Welcome to the era of the competitive rebuild.
The Nashville Predators — not quite good enough to legitimately challenge for a Stanley Cup and not quite bad enough to warrant a full-on fire sale — are in a weird in-between state of transitioning to a younger roster while still holding an expectation of playing postseason hockey.
With a projected average age of 26 this season, the Predators are chock full of talented 20-somethings fighting for a handful of spots on the team’s opening-night roster.

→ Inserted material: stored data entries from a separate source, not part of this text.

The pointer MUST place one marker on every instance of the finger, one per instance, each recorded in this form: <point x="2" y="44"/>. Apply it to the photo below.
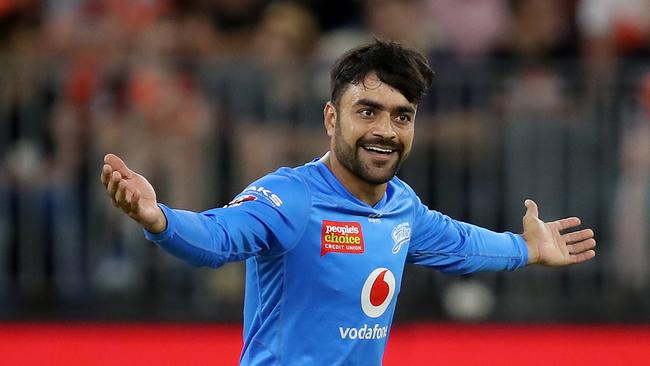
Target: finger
<point x="120" y="194"/>
<point x="568" y="222"/>
<point x="118" y="164"/>
<point x="532" y="212"/>
<point x="106" y="174"/>
<point x="116" y="177"/>
<point x="582" y="246"/>
<point x="583" y="257"/>
<point x="135" y="202"/>
<point x="577" y="236"/>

Predators coach John Hynes gave fans a peek inside his mind on Saturday night in Nashville’s 6-1 preseason win over the Tampa Bay Lightning at Bridgestone Arena when he put three of his talented youngsters — Eeli Tolvanen, Cody Glass and Philip Tomasino — together on the same line.
The results were mixed.
“[I did it] just to see if there was chemistry between the three and if it would be a potential line if everybody makes the team,” Hynes said. “I thought they were okay tonight, but I would like to see a little bit more.”
Tomasino scored a goal in the third period and played 13:59 of ice time, including 3:12 on the power play. Tolvanen played 13:12 with 3:10 on the power play and Glass had two shots in 12:59 of ice time with 3:10 on the power play.
“We gave it a look,” Hynes continued. “Sometimes it can go as a threesome, sometimes it can go as pairs. But overall, it wasn’t that they played bad; it just seemed like they weren’t on the attack or generating as much as all three of them have potential to.”
Tolvanen, who had the third-most goals on the Predators last season, and Glass, the former No. 6 overall pick who came to Nashville via an offseason trade, have their spots all but locked in for the regular season. Tomasino, on the other hand, is still battling to earn his NHL roster spot.
The 20-year-old had a breakout year last season for the Chicago Wolves in the American Hockey League. He made the AHL All-Rookie team after scoring 13 goals and 32 points in 29 games while leading Chicago in points, plus/minus (+20) and shots on goal (91).
Tomasino wasn’t even supposed to be playing at the AHL level last season but was afforded the opportunity thanks to a rule change allowing junior league players to play with AHL clubs rather than sit out for a season due to COVID-19.
The 6-foot center credits that year for accelerating his development and readying him for the rigors of playing in the NHL.
“It was huge,” Tomasino said. “Getting the chance to play pro hockey a year earlier, under normal circumstances I might have been ineligible to play, I would’ve had to go back to juniors, so it was awesome for myself to compete against older guys who are obviously way stronger and compete harder.
“I think we had a great team (in the AHL) with a lot of great staff, so it was a great year for myself and it’s definitely really kind of helped me focus my mindset to making this team this year. I think it was the best situation for myself.”
Tomasino’s offensive skillset would be a welcomed addition to a Predators team that scored the ninth-fewest goals (152) in the NHL last year. Finding a role for him, though, could be one of the more difficult tasks for Hynes during the preseason.
As talented as Tomasino is, the Predators would be doing him no favors by sticking him in a third- or fourth-line role. Tomasino is the kind of dynamic playmaker who needs to be playing with other dynamic playmakers.
It could be argued that if there’s no room on the top two lines, then Tomasino would be better suited starting the season in the AHL and continuing his development. The Predators have 10 days and two more preseason games to further evaluate him and make that call.